Unfortunately, we are now sitting on the edge of efficacy with the present vaccines. With Omicron, we are seeing neutralizing antibody levels drop to less than 10% of the level seen with previous variants. Even T cell levels, which have held steady in vaccinated people for long past six months, are also starting to drop.
We at Adaptive Biotechnologies, along with colleagues at Stanford University, just published last week that the number of circulating T-cells that can kill Omicron has dipped to about 70 percent of the levels seen against the original strain.
This is predicted by determining which T cell epitopes – parts of the Spike gene that T cells bind – are impacted by the Omicron mutations. For each T cell epitope, we have measured the size of the T cell response. So, we can determine how much of the response is lost due to the mutations.
A third shot of an mRNA vaccine six months after the first round of shots will likely provide a reasonable level of protection. But there is still high risk that the protection will drop even farther with the next variant.
It’s time to rethink vaccine design to take advantage of the T-cell response. If we continue to only focus on neutralizing antibodies as the measurement most predictive of vaccine efficacy, we will wind up with new vaccines designed for mutations that are no longer relevant. We cannot afford to make this mistake.

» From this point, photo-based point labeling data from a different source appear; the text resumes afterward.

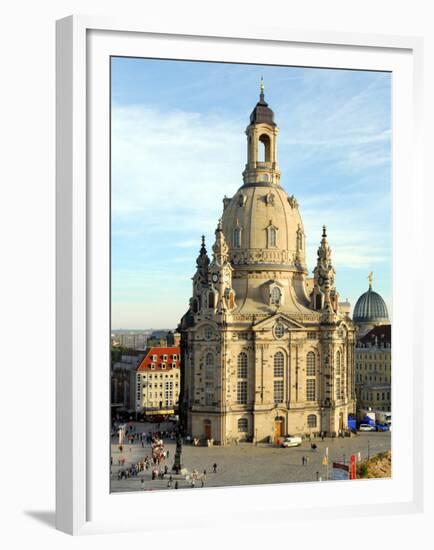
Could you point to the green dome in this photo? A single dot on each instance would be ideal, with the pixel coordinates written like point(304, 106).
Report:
point(370, 308)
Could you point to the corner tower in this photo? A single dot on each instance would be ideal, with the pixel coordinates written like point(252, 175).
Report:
point(261, 145)
point(265, 350)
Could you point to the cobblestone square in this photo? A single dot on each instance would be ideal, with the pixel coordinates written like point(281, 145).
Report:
point(245, 463)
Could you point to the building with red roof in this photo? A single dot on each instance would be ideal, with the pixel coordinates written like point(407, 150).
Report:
point(157, 381)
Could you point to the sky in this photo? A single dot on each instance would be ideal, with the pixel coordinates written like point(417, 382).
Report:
point(178, 146)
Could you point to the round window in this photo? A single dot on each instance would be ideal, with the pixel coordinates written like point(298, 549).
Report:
point(279, 330)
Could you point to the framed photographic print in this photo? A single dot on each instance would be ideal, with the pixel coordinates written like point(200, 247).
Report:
point(235, 215)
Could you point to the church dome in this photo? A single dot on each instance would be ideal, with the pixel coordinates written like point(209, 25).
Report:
point(262, 225)
point(370, 308)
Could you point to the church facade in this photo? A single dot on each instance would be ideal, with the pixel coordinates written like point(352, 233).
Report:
point(266, 350)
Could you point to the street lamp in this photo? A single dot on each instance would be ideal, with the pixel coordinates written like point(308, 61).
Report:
point(177, 464)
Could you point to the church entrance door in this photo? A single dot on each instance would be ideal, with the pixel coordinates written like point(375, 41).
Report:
point(207, 428)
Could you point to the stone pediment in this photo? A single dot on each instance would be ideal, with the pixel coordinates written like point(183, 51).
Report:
point(269, 322)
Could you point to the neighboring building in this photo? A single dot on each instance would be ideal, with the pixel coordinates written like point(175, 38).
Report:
point(370, 311)
point(155, 383)
point(130, 340)
point(373, 369)
point(120, 380)
point(173, 338)
point(265, 350)
point(158, 339)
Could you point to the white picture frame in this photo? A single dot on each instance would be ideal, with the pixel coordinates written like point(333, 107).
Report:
point(84, 47)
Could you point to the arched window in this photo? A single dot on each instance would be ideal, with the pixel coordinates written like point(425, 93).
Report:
point(310, 364)
point(311, 421)
point(279, 364)
point(338, 363)
point(310, 377)
point(338, 371)
point(279, 330)
point(272, 237)
point(299, 240)
point(237, 237)
point(209, 366)
point(242, 379)
point(242, 365)
point(275, 295)
point(264, 148)
point(242, 425)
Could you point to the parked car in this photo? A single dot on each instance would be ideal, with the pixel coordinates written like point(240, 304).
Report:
point(382, 428)
point(366, 428)
point(291, 441)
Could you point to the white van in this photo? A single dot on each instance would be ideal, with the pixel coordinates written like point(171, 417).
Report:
point(291, 441)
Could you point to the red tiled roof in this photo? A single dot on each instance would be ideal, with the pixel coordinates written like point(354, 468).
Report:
point(160, 352)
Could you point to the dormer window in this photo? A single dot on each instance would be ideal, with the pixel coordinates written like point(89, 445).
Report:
point(271, 236)
point(237, 237)
point(276, 296)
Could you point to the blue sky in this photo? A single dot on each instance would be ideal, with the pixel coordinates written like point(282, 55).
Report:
point(178, 146)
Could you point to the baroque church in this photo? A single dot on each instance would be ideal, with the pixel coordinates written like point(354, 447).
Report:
point(266, 350)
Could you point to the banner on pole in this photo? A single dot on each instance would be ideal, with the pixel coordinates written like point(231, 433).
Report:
point(340, 471)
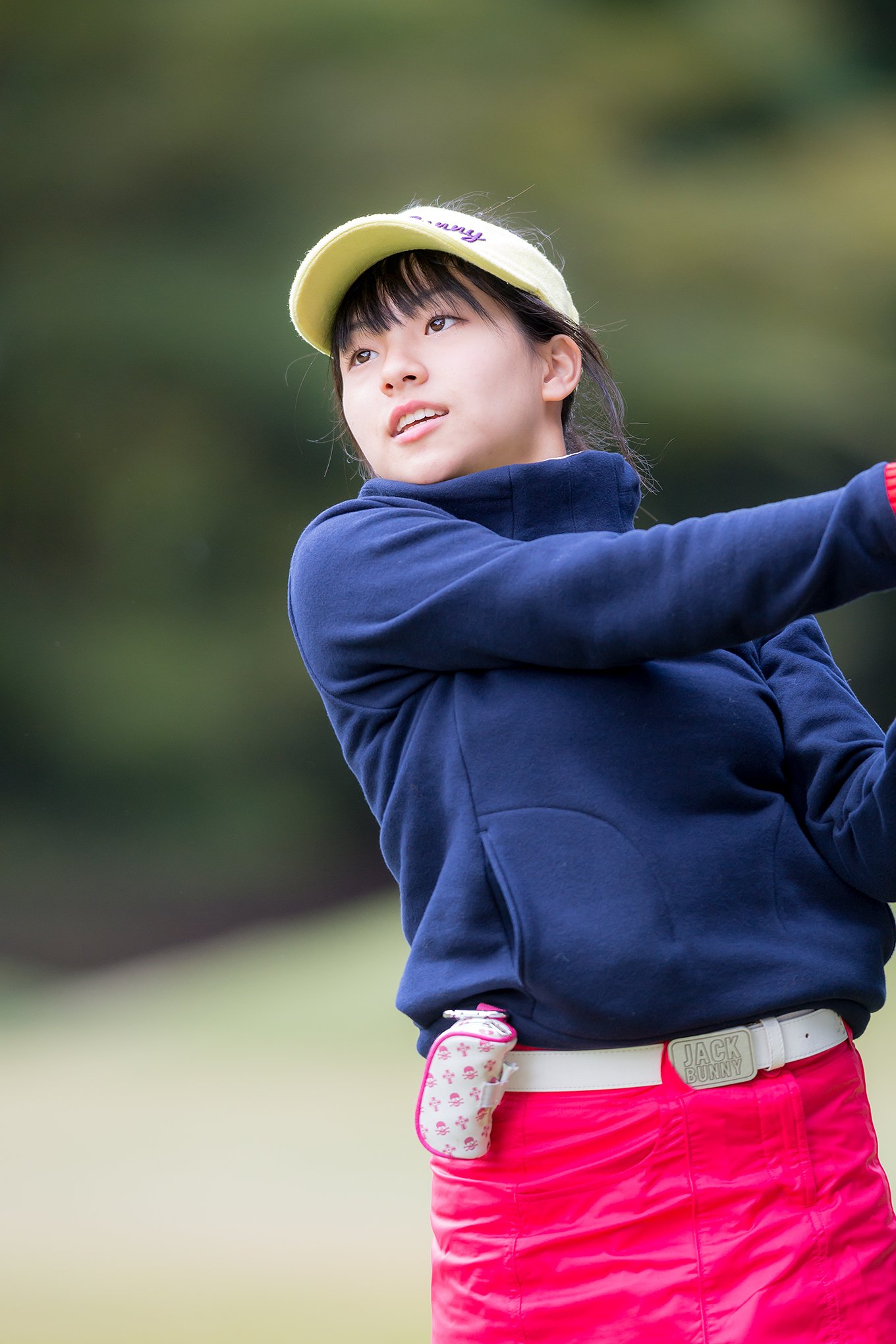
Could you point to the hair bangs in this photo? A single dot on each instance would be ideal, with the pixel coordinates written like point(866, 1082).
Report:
point(399, 287)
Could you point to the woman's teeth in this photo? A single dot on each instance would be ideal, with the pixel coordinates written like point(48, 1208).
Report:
point(417, 416)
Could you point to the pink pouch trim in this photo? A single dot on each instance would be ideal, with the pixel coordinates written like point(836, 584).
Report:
point(889, 479)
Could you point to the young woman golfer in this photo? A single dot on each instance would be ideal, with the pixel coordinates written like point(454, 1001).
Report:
point(640, 822)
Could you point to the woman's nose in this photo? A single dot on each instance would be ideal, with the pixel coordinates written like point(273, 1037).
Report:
point(399, 368)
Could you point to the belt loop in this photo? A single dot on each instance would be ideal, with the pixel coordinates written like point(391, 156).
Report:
point(775, 1042)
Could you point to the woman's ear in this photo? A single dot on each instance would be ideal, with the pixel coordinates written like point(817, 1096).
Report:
point(562, 368)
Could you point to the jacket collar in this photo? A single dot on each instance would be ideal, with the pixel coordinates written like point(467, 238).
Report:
point(592, 491)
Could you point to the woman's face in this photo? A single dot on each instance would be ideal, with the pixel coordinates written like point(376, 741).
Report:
point(488, 397)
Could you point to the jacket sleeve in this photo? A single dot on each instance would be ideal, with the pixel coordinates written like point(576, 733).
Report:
point(383, 589)
point(841, 769)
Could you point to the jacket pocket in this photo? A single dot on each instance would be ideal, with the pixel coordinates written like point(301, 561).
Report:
point(590, 924)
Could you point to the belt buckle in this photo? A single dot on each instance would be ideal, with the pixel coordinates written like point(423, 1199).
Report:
point(717, 1059)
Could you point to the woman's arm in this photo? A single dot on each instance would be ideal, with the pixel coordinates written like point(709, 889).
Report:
point(841, 769)
point(378, 589)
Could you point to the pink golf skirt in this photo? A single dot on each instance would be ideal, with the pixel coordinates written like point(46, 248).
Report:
point(752, 1214)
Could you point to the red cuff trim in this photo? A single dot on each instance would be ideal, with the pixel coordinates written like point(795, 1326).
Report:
point(889, 478)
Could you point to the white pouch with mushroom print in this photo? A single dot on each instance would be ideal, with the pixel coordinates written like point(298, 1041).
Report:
point(464, 1081)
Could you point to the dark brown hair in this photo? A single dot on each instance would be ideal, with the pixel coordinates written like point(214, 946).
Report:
point(403, 284)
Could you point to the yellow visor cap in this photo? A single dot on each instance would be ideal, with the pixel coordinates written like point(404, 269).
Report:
point(332, 266)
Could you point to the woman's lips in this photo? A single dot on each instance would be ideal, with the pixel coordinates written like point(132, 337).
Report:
point(420, 428)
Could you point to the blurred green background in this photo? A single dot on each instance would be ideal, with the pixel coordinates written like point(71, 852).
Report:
point(720, 182)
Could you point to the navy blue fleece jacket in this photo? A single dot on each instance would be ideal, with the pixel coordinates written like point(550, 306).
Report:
point(623, 785)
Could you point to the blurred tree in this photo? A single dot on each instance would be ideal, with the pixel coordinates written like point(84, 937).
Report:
point(721, 177)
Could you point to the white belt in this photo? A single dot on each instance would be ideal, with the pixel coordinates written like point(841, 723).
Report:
point(714, 1059)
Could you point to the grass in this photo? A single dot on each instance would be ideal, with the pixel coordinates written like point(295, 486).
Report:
point(218, 1146)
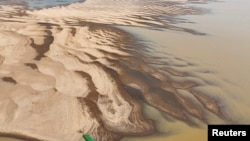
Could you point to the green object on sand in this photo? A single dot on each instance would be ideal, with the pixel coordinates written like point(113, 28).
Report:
point(87, 137)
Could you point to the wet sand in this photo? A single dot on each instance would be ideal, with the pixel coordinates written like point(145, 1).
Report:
point(75, 73)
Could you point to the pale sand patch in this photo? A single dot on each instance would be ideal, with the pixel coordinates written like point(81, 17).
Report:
point(63, 75)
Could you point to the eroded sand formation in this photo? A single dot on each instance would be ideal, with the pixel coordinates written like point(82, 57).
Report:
point(63, 74)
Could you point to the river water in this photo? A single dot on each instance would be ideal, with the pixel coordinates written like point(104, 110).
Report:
point(221, 58)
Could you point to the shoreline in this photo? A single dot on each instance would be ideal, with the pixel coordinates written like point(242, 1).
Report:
point(92, 74)
point(19, 136)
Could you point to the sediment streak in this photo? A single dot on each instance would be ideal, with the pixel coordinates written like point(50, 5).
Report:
point(63, 75)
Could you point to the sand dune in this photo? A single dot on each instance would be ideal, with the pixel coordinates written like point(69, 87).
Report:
point(67, 74)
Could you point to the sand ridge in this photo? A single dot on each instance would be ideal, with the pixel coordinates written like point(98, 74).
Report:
point(63, 75)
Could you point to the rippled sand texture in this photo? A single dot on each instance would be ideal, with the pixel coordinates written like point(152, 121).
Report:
point(64, 71)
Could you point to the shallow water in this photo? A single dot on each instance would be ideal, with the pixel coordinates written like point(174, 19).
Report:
point(221, 58)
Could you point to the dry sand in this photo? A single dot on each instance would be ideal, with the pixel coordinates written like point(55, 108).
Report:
point(64, 71)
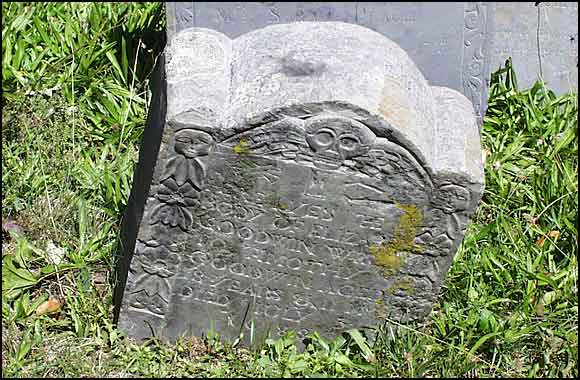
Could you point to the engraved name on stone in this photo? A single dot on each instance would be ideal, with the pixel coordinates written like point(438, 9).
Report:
point(282, 204)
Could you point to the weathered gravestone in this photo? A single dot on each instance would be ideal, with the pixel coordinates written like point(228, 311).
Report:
point(302, 176)
point(447, 41)
point(542, 41)
point(456, 44)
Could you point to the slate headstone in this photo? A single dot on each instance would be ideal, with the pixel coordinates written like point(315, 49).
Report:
point(302, 176)
point(542, 41)
point(447, 41)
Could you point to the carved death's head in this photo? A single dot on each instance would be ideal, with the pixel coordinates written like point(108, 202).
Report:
point(193, 143)
point(335, 139)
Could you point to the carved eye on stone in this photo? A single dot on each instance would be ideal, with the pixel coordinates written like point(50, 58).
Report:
point(192, 143)
point(324, 138)
point(335, 139)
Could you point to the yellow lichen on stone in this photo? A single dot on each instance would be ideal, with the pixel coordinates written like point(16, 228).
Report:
point(390, 255)
point(242, 147)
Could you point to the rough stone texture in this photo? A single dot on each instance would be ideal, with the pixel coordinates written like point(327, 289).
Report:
point(456, 45)
point(307, 177)
point(447, 41)
point(540, 39)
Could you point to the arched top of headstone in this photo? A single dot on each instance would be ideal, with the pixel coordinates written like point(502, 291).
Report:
point(315, 67)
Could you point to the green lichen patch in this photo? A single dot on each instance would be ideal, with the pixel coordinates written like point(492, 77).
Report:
point(390, 255)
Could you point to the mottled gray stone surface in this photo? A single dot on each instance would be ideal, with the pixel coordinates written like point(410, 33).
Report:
point(540, 39)
point(455, 44)
point(302, 176)
point(447, 41)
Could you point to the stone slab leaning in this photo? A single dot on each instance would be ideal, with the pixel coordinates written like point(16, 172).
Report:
point(302, 176)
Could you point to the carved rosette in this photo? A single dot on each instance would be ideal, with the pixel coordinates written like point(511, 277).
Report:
point(157, 265)
point(473, 73)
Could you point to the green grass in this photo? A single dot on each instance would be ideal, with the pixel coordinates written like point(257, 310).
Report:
point(74, 102)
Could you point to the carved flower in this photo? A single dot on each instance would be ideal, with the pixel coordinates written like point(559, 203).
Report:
point(175, 201)
point(152, 289)
point(190, 145)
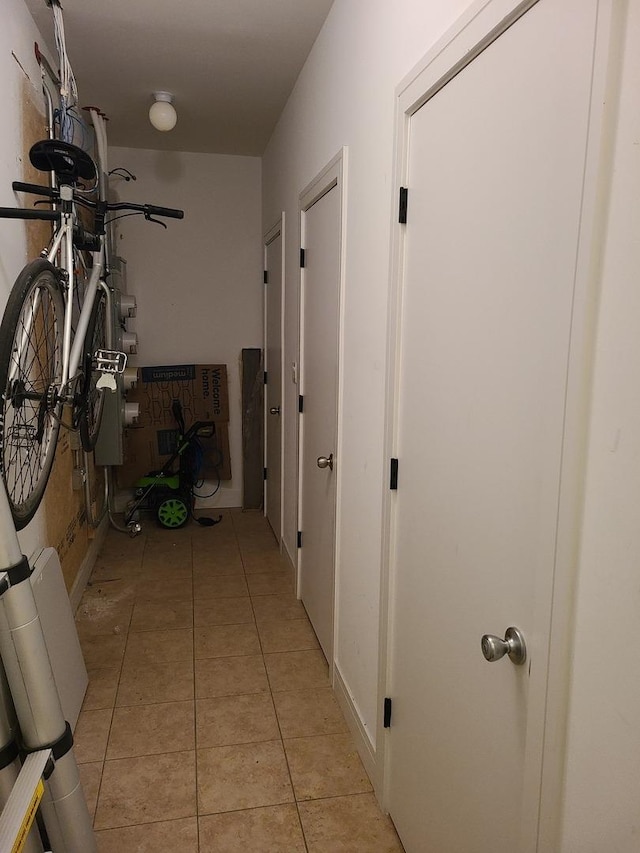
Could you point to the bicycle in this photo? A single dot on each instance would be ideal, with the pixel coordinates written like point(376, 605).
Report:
point(50, 358)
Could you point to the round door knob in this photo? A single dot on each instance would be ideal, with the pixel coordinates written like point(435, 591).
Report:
point(325, 461)
point(513, 645)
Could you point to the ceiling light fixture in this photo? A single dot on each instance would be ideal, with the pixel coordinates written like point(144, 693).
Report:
point(162, 114)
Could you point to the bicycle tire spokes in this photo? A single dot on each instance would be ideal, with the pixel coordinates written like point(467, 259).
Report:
point(30, 383)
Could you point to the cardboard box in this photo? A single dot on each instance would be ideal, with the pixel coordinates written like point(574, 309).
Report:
point(147, 449)
point(203, 394)
point(201, 389)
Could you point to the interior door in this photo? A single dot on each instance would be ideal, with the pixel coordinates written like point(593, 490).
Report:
point(495, 180)
point(273, 391)
point(320, 303)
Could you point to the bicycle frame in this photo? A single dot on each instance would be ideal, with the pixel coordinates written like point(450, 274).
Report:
point(63, 243)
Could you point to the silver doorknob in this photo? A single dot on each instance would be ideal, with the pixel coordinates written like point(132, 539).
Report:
point(325, 461)
point(513, 645)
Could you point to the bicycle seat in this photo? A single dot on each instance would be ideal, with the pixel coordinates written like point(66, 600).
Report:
point(69, 162)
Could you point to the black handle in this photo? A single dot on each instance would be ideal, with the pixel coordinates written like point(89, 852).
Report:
point(172, 213)
point(21, 187)
point(21, 213)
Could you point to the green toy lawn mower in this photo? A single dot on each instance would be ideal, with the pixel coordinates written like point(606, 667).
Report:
point(169, 493)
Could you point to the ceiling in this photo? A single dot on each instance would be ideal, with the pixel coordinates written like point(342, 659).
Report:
point(230, 65)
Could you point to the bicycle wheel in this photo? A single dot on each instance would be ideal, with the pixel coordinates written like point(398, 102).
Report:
point(30, 375)
point(91, 402)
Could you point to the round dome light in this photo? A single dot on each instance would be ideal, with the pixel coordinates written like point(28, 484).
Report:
point(162, 114)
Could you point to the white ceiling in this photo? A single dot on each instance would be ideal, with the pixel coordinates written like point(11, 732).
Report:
point(230, 64)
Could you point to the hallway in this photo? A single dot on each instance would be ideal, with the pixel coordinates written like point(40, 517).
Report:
point(209, 724)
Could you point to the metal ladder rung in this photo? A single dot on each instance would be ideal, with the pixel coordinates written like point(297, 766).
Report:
point(22, 805)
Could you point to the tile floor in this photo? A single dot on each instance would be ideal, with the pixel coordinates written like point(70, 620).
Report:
point(209, 724)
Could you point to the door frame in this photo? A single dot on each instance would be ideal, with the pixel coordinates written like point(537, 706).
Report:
point(277, 230)
point(334, 174)
point(479, 26)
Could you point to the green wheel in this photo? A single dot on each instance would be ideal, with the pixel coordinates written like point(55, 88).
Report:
point(172, 512)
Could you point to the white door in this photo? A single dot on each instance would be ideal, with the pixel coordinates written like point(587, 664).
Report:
point(319, 322)
point(273, 391)
point(495, 180)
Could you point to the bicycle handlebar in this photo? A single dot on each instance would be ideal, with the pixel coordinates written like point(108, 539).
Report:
point(147, 209)
point(28, 213)
point(49, 192)
point(21, 187)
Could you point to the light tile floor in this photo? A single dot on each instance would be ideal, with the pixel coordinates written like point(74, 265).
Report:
point(209, 724)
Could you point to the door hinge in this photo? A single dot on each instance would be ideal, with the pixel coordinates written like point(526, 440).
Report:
point(393, 474)
point(402, 207)
point(387, 713)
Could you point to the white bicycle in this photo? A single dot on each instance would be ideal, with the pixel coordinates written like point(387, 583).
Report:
point(53, 351)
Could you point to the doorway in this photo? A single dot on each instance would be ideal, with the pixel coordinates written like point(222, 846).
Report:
point(495, 148)
point(320, 292)
point(274, 403)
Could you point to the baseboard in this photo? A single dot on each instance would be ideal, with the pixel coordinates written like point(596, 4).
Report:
point(224, 497)
point(291, 566)
point(364, 745)
point(86, 567)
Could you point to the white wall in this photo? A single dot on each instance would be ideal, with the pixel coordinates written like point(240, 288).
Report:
point(345, 96)
point(602, 794)
point(19, 76)
point(198, 284)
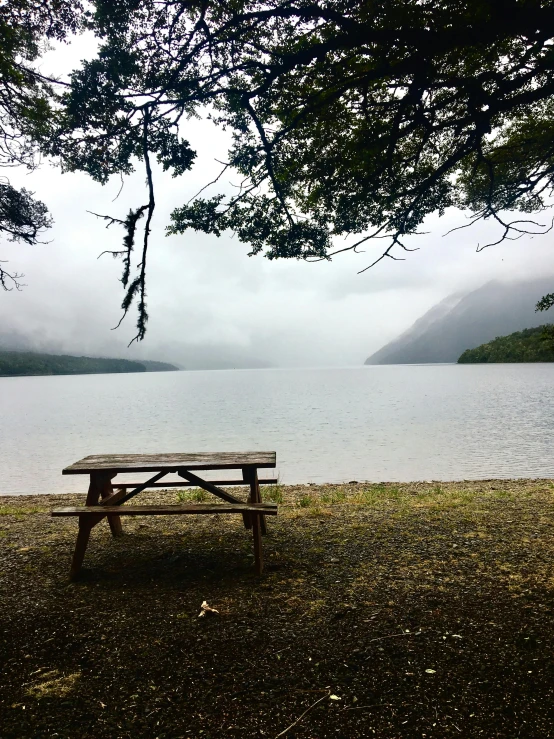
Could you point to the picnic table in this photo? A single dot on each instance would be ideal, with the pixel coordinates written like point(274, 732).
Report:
point(107, 499)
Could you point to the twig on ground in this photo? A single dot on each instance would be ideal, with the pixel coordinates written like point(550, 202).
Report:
point(302, 715)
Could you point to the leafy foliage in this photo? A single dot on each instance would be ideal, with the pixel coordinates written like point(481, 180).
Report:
point(529, 345)
point(349, 119)
point(26, 109)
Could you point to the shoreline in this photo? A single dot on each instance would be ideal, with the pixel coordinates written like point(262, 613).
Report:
point(423, 608)
point(352, 486)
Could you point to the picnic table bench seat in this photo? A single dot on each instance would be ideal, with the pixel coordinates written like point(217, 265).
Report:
point(106, 499)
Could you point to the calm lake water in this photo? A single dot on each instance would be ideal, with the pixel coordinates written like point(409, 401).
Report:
point(398, 423)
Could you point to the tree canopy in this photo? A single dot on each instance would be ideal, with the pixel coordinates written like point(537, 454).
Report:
point(349, 118)
point(26, 112)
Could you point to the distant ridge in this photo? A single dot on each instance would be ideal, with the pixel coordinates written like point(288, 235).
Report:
point(464, 321)
point(530, 345)
point(19, 364)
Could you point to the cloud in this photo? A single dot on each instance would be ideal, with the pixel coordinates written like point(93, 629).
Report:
point(209, 303)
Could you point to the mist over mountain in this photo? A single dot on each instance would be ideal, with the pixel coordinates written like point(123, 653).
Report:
point(153, 354)
point(464, 321)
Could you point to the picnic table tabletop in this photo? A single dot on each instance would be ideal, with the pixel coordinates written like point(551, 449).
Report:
point(170, 461)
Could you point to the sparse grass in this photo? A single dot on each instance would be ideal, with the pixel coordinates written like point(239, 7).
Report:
point(273, 493)
point(53, 685)
point(196, 495)
point(9, 510)
point(434, 600)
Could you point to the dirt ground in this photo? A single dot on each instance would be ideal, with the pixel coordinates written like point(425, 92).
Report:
point(413, 610)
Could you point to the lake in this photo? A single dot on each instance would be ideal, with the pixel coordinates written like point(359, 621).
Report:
point(376, 423)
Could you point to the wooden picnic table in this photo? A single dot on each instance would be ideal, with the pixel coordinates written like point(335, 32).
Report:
point(106, 498)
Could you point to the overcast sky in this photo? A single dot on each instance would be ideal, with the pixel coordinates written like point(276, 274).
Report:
point(209, 303)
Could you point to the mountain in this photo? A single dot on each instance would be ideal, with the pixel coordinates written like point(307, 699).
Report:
point(151, 365)
point(530, 345)
point(464, 321)
point(17, 364)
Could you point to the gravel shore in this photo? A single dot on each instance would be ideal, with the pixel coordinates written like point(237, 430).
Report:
point(391, 610)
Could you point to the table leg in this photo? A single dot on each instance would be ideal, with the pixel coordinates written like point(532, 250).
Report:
point(100, 485)
point(257, 521)
point(114, 521)
point(251, 476)
point(257, 531)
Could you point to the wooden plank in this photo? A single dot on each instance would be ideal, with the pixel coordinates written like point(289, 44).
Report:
point(149, 462)
point(268, 509)
point(113, 521)
point(186, 484)
point(122, 495)
point(97, 482)
point(209, 486)
point(250, 474)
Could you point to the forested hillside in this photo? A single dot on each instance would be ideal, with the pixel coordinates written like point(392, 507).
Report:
point(30, 363)
point(462, 322)
point(529, 345)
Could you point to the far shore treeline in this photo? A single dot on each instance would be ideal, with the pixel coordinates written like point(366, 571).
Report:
point(529, 345)
point(13, 364)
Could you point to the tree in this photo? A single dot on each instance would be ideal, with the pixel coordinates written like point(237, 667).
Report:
point(26, 112)
point(349, 118)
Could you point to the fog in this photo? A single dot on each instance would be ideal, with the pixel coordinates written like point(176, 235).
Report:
point(211, 305)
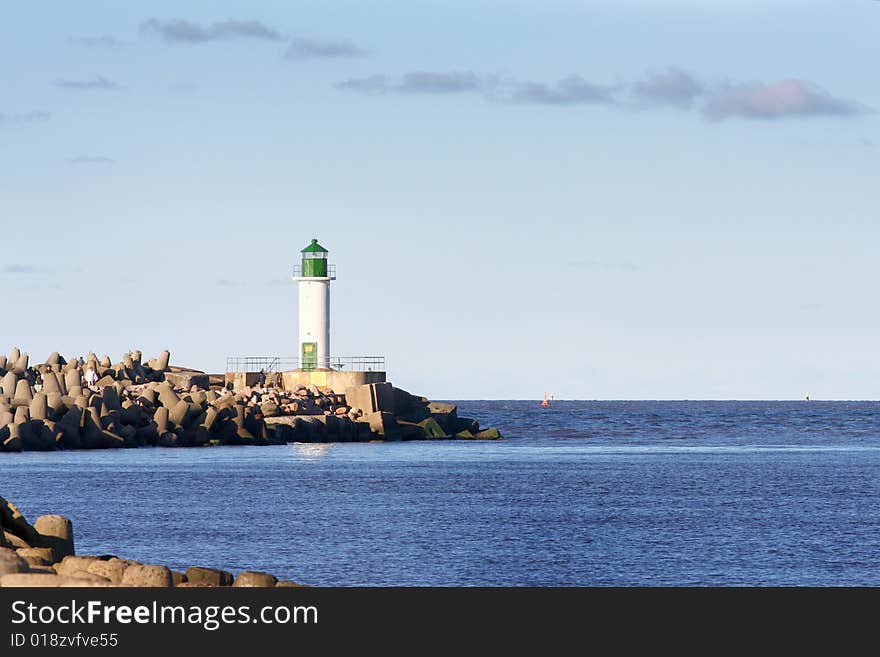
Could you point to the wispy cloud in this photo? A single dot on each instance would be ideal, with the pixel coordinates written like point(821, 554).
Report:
point(105, 41)
point(786, 99)
point(177, 30)
point(573, 90)
point(90, 159)
point(781, 100)
point(418, 82)
point(303, 49)
point(99, 83)
point(670, 87)
point(25, 117)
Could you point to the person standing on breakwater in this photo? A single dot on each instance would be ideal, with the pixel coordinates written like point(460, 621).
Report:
point(91, 378)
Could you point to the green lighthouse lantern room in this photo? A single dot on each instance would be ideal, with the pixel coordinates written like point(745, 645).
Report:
point(314, 263)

We need to look at both neutralizing antibodies, and T-cells, to get a more comprehensive view of the breadth and depth of immunity being elicited by new vaccine candidates. We need to take these measurements consistently and longitudinally. We need to know how long the protection is likely to last and we need to make sure that a robust T cell response is induced in everyone.
We – and others – have been raising the alarm about the importance of T cells for the last year and our pleas have fallen on deaf ears. As mentioned above, the T cell response was not practical to measure at scale and neutralizing antibodies for other vaccines served as a good correlate of protection. But we now have better measurement tools and SARS-CoV-2 vaccine efficacy is remaining strong even when antibodies are ineffective. The T cell response must be included at scale in all vaccine studies, and now it’s possible to do so.
This has life and death significance. It is imperative to leverage existing technologies to rigorously study the complete immune response to advance vaccine and drug development, inform public health and guide individual decision-making. Companies like Nykode and Gritstone are working on novel vaccines that consider the breadth of the T cell response. More should be following suit.
The world has changed. We should be nervous. We should be acting immediately to develop vaccines that consider both antibody and T cell responses systemically. The time is now.